Without appropriate memory barriers, you can end up with an inconsistent view of the memory due to out-of-order execution and other weird stuff the CPU does behind the scenes.
There's significant footguns around low level concurrency primitives.
The real problem is resource management. If you have a threaded GC then you can just read, and the act of reading will cause the value you read to be alive. If you don't have a GC, however, you probably use reference counts, and now you may need to compose an atomic read of a pointer with an atomic reference count increment, but by the time you're doing the second step the object you're referencing may have been destructed.
> As long as there are no writes during those reads... everything should be stable, no?
Yes, but how do you ensure there are no writes during those reads?
You have to protect the reads against concurrent writes.
The simplest way is to use a mutex, but that doesn't support concurrent reads.
The next way, which is fairly common, is to use a read-write lock. That allows reads that are concurrent with each other, but only one write at a time, and no concurrency between reads and writes.
A standard read-write lock is not particularly fast for concurrent reads. The lock-for-read operation is required so that reads prevent a concurrent write from starting, and wait for a write already started to finish. That's not fast on a multi-core system because it forces cache line bouncing between cores.
That is, unless particularly fancy types of read-write locks optimised for mostly reading are used, such as rwlock-per-core, and those are slow for writes. They are somewhat fast for reads on architectures with fast atomic operations, but not as fast as possible.
Read-write locks also come in different flavours, depending on whether you want new reads to be blocked and queued when there's a write blocked waiting for current reads to finish. Fairness is an issue. This can get complicated, and bugs in libc rwlocks are not unheard of because of the complication.
A seqlock can be used which has fast reads when there are no writes. They are fast on a multi-core system because there's no cache line bouncing between cores when there are only reads. But if there is a high rate of writes in one thread it can block all reads continuously, by causing them to livelock in loops. This is called spinning. More commonly, the writes tend to slow down seqlocked reads by a large factor in some scenarios, without blocking them completely. Just wasting a lot of CPU time and running slowly, out of proportion to the amount of blocking you would expect is necessary.
Rather like an over-contended spinlock. Spinlocks, which can come in a mutex flavour or read-write flavour, should rarely be used in threaded code outside a kernel. Because they spin as described above, out of proportion to the amount of blocking that's really required, and the effect is much worse in pre-empted userspace threads than in a non-premptible kernel.
It's possible to reduce seqlock and spinlock CPU spinning by transitioning to a different type of lock after some number of spins. Sometimes a dynamically estimated number of spins. This makes them behave better in userspace threaded code outside a kernel. But now your lock is rather complicated, and still not consistently fast at reads.

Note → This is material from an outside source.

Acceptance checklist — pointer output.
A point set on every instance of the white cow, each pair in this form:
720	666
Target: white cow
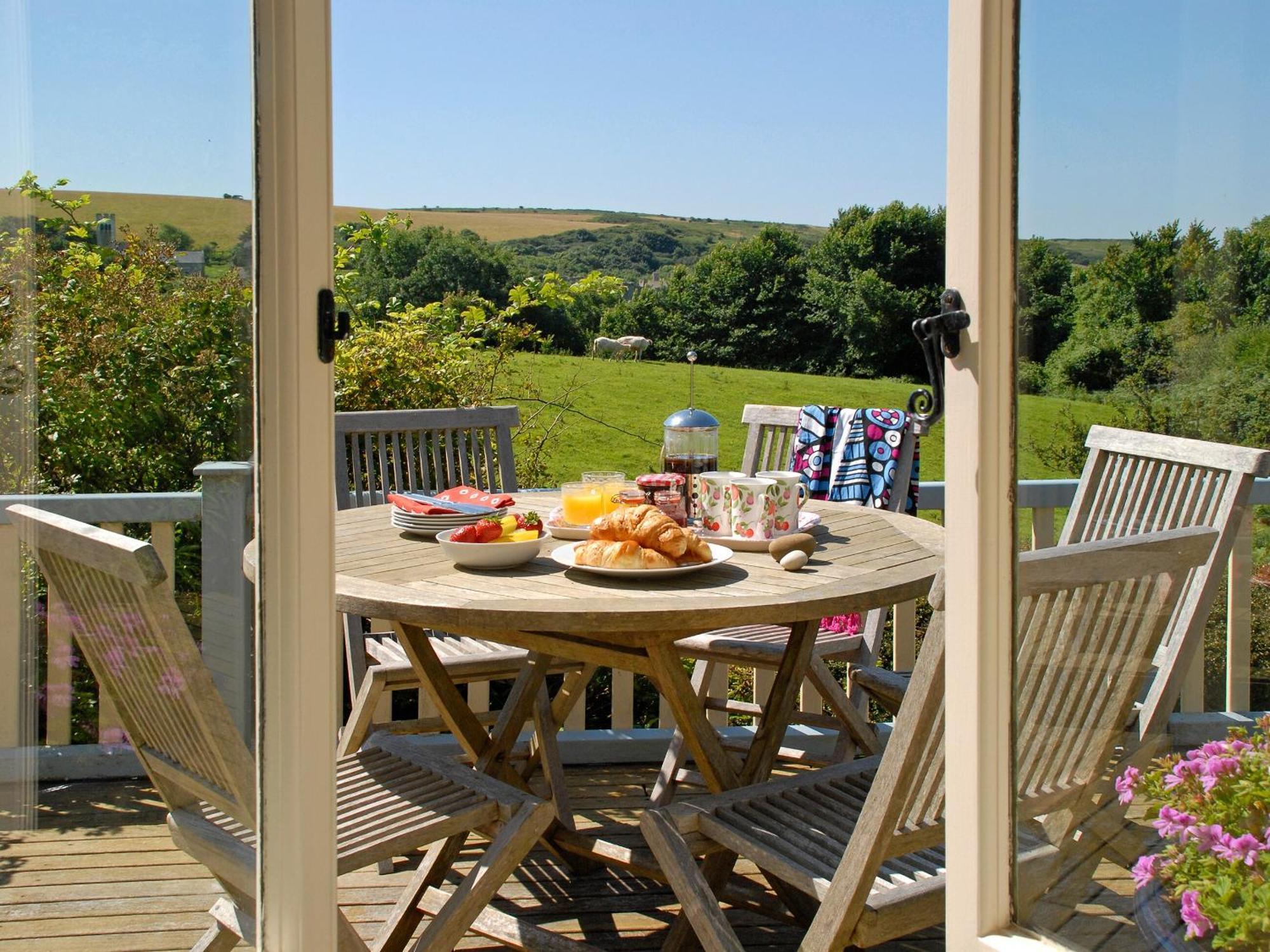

An approach which works really well is RCU. Concurrent reads can be very simple and never spin because there's no loop. There's no multi-core cache line bouncing. Writes are more complicated, and the reads have to adhere to certain patterns because the kind of concurrency allowed between reads and writes is different in RCU than with locks. It works best if your program has some kind of top-level event loop that is returned to often, to provide the "quiescent states" RCU requires. But there are other ways to do it, if there's no top level, they just require reads to do a bit more work than almost nothing.
Even RCU requires a little something in reads though, to get correct data. This is a data-dependency memory barrier. These barrier operations require zero instructions on nearly all CPUs because of how memory systems are designed, but are famously not free on the DEC Alpha which shows that it's not a "no operation", it just happens to be a side effect that is usually baked in. Even with zero instructions on nearly all CPUs, they limit which code optimisations the compiler is allowed to do, so have a non-zero average overhead, but it is very small in practice.